So u just set the download to your real speedtest result?
I disable download QoS completely.
If you must input a bandwidth parameter, yeah, you could virtually disable QoS if you were to input a bandwidth that exceeds (by a not a small amount) your measured bandwidth.
Download & upload only practically (technically, from a unnetworked, absolutist "I have data, I need to send data" perspective, only sending can be controlled and receiving is uncontrolled) differ by the inherent latency between TCP's request & response of congestion control.
When your gateway router sends LAN-originating data, if the router is receiving data faster than it can send the data, it will
drop packets to let the LAN-sender know to slow-down, which will take just a few milliseconds for the sender to sense congestion, plus a couple milliseconds for the sender to enforce (because some packets are "in-flight") the decreased bitrate, then another couple of milliseconds for the gateway router to actually begin receiving the slowed bitrate it requested.
So... now apply the same logic to
downloads, but realize that TCP's congestion avoidance "request, receipt, response, and answer" has to deal with hundreds of milliseconds of internet latency, rather than just a few milliseconds between LAN clients.
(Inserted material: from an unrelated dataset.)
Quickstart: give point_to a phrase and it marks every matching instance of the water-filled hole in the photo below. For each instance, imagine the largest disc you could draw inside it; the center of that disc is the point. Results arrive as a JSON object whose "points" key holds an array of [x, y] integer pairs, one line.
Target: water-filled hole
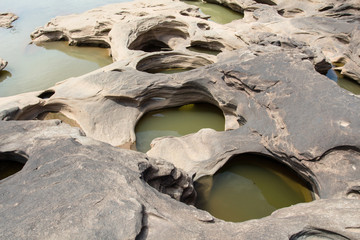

This means that the global download bitrate needs to have a rate-limited bandwidth ceiling that is low enough to never be exceeded even when multiple (could be hundreds, with bittorrents) senders may exceed your configured bitrate maximum for hundreds of milliseconds before you actually receive the slowed bitrate you requested.
The respected toastman even
advises limiting download up to 60% to avoid download saturation.
From a QoS perspective, the internet backbones solve latency problems by the most reliable possible method: never exceed 50% link saturation.